Do calor das cinco da tarde veio um riso de criança. Estou em Lisboa e a alegria irresponsável de uma gargalhada infantil interrompe-me a siesta andaluza. Julgava que já não havia crianças nas ruas de Portugal. Quando é que as crianças desapareceram das nossas ruas? Haverá um Robert Mitchum, cínico e perverso, que as persegue ao longo do Tejo, como se o Tejo fosse o Ohio River do mais belo e infame dos filmes, chamado The Night of the Hunter?
Ninguém sabe fazer filmes sobre crianças. Isto é, os alemães sabem. É verdade que Manoel de Oliveira fez um. E é verdade que Aniki-Bobó, que agora se papa como refresco de matinée, visto com olhos de ver, é um filme pejado da inocente crueldade que encantaria um velho produtor germânico. Mas o Oliveira de Aniki-Bobó é uma bela cabeça de cinema mudo, pingo de Dziga Vertov numa mão-cheia de expressionismo, em tempos de pai tirano. É o grande cineasta de um Portugal que, se existiu, já não existe.
Os alemães fazem os melhores – os únicos – filmes de assustar crianças. Fritz Lang fez o M, em que um torturado e ofídio Peter Lorre, pedófilo acabado, assobia uma canção de Grieg antes de assaltar as suas pequenas vítimas. Com um assobio assalta, com um assobio se desgraça. É um tão odioso assassino que os assassinos, ladrões, a escumalha mais viscosa do mundo, todos têm um rebate de nobreza: unem-se para o prender, condenar e matar.
O assobio de M atravessa o Atlântico e transforma-se numa canção de embalar, canção de medos e sonhos, em The Night of the Hunter. Produzido por Hollywood, único filme dirigido pelo actor inglês Charles Laughton, dir-me-ão que não é um filme alemão. Dizem isso só para me contrariar e porque não adivinham o que eu sou de teimoso como burro.
The Night of the Hunter é o mais alemão dos filmes. A luz, os enquadramentos, os ambientes, os contrastes são a cara chapada do Expressionismo berlinense. Durante duas décadas, os Lang, os Murnau, os Lubitsch, os Dieterle, ou seja, a nata do cinema alemão, iam à praia a Malibu, tomavam o dry-martini perfeito no Musso & Frank, viviam em Sunset. Hollywood banhou-se nas mesmas águas, bebeu do mesmo copo.

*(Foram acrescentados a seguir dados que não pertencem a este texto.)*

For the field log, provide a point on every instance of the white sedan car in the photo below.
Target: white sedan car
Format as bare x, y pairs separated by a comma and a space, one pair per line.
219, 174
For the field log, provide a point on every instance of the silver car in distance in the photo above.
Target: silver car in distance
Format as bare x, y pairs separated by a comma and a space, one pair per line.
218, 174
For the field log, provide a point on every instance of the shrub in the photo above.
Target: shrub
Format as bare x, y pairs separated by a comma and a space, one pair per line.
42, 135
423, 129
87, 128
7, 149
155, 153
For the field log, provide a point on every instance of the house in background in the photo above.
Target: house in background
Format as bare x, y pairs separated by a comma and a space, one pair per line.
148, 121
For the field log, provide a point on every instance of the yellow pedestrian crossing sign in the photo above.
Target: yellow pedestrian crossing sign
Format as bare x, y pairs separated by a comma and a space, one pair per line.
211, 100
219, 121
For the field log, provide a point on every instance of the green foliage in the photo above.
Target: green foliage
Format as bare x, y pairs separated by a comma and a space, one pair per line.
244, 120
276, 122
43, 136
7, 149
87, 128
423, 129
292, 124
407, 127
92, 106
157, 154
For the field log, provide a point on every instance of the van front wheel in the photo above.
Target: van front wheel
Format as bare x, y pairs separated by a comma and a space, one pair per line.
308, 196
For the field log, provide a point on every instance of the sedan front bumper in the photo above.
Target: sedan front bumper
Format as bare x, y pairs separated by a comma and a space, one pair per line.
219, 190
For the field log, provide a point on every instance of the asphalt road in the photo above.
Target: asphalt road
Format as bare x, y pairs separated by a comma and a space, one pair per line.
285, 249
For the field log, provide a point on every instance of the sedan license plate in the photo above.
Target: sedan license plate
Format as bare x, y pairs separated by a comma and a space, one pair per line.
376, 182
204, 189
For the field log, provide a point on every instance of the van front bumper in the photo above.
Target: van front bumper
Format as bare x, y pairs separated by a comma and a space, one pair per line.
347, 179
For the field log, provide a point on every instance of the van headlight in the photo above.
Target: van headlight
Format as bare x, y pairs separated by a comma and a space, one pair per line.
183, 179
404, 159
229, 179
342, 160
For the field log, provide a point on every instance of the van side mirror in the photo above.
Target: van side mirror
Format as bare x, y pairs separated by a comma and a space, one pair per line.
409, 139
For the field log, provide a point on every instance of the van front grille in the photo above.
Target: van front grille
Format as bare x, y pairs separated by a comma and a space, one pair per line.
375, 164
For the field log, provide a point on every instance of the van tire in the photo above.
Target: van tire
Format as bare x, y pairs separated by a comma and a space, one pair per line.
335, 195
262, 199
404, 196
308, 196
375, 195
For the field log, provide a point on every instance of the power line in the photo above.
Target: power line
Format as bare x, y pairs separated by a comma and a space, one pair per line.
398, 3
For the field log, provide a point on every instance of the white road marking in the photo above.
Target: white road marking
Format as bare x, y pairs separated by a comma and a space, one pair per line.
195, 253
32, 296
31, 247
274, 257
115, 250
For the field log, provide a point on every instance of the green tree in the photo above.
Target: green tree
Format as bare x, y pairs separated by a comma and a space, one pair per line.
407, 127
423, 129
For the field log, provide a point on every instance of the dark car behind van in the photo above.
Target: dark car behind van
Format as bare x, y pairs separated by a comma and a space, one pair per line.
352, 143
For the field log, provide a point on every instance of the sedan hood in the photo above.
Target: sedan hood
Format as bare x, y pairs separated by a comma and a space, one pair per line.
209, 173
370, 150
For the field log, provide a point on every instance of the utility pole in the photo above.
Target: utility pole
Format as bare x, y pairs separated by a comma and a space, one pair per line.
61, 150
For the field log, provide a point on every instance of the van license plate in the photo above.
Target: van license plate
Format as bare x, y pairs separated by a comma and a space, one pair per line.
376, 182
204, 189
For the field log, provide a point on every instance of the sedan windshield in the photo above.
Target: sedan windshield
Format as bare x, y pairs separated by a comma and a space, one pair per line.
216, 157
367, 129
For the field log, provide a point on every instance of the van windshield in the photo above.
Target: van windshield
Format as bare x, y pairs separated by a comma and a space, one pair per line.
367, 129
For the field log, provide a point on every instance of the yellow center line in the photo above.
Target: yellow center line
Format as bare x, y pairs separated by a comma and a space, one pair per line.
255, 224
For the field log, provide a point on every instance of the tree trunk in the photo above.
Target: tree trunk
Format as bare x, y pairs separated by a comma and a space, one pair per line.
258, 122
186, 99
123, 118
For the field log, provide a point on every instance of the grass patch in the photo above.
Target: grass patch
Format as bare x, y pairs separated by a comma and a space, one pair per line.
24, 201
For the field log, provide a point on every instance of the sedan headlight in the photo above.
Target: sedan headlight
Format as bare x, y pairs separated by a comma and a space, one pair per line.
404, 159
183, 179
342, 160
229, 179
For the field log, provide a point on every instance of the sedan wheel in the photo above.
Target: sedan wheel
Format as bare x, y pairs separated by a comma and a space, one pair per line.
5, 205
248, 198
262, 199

Em The Night of the Hunter, Robert Mitchum persegue um miúdo e uma miúda, mais irmãos do que Hensel e Gretel. Quer roubar-lhes o dinheiro que o pai lhes deixou. Persegue-os em caves escuras, em celeiros de lua vaga, em florestas de sombras. É alemão o Ohio River que descem: tem margens de irmãos Grimm, povoadas de aranhas e rãs, coelhos, tartarugas e mochos. Lição alemã: a noite mais escura, a mais arrepiante das noites é a noite do caçador.
Eram cinco da tarde e um riso menino acordou-me da minha siesta andaluza. Há crianças nas ruas de Lisboa. Talvez o terrível Mitchum tenha deixado de bater as margens do Tejo.
Este artigo foi originalmente publicado no semanário português O Expresso.
Manuel S. Fonseca escreve de acordo com a antiga ortografia.
The Night of the Hunter no Brasil teve o título de Mensageiro do Diabo.
Manuel, este filme é um terror! As águas do rio me meteram medo e até hoje me causam a mesma sensação. Lembrar de miúdos com este filme é realmente aterrador. Espero que as crianças de Portugal percorram o Tejo com mais bela fotografia.
Miltinho, claro que é um terror. Perfeito. Sublime. Por ser um filme. Se fosse na vida, seria macabro e sórdido. Por isso eu digo que o cinema nos dá o que a vida tira.